Yield curve flattening: A reduction in the long–short yield differential (Slope). It occurs when short-term yields rise more than long-term yields, reflecting reduced rate-cut expectations or concerns about policy normalization. A yield curve inversion (Slope < 0) is often seen as a recession signal.
Core CPI / Core-core CPI: Inflation measures that exclude volatile items to capture underlying inflation dynamics. Core CPI excludes fresh food; core-core CPI excludes both fresh food and energy. Central banks place particular weight on these measures in policy decisions.

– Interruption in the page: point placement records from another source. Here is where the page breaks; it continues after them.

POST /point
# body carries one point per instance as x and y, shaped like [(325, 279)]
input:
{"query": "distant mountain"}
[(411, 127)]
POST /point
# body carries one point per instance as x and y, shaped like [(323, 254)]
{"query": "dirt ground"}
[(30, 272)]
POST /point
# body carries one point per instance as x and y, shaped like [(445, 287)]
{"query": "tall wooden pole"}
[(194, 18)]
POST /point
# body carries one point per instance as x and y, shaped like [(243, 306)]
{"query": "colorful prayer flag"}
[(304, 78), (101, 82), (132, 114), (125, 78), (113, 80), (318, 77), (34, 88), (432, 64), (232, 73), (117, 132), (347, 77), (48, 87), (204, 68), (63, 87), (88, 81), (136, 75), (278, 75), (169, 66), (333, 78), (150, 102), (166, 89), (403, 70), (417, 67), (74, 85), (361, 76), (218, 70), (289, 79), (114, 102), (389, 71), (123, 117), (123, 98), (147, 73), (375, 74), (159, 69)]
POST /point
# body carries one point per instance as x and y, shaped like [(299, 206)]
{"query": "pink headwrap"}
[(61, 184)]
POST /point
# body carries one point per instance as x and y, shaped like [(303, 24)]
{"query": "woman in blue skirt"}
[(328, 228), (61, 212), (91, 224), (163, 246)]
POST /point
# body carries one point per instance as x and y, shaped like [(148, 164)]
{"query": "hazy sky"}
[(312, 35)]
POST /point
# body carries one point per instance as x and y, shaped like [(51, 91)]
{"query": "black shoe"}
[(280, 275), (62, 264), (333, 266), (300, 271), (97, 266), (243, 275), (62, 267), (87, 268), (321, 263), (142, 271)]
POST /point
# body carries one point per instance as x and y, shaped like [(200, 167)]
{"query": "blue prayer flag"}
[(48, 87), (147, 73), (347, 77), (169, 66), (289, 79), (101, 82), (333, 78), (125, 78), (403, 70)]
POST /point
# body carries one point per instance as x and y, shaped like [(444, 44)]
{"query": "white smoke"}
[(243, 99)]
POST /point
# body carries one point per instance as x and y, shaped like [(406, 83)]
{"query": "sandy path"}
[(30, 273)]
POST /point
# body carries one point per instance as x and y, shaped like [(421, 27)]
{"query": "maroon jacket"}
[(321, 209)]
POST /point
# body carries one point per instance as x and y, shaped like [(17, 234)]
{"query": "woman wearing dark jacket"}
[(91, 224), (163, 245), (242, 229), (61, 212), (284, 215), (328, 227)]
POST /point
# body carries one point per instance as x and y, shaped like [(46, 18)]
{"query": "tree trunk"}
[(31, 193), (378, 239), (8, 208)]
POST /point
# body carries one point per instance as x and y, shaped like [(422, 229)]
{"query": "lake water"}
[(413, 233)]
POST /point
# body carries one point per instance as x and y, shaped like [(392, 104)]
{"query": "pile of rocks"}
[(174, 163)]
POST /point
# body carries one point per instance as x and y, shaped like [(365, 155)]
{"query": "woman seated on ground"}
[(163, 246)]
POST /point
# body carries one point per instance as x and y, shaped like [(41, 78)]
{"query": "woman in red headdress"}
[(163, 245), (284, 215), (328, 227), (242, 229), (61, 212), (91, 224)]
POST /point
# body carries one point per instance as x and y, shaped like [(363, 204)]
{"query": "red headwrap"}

This column was automatically generated by AI integrating data from the Federal Reserve Bank of St. Louis (FRED), the European Central Bank (ECB) Statistical Data Warehouse, Japan Ministry of Finance, and Bank of Japan statistics as a global fiscal and liquidity analysis resource. This is not a recommendation to buy or sell any financial instruments. Please make investment decisions at your own responsibility and consult professionals as needed.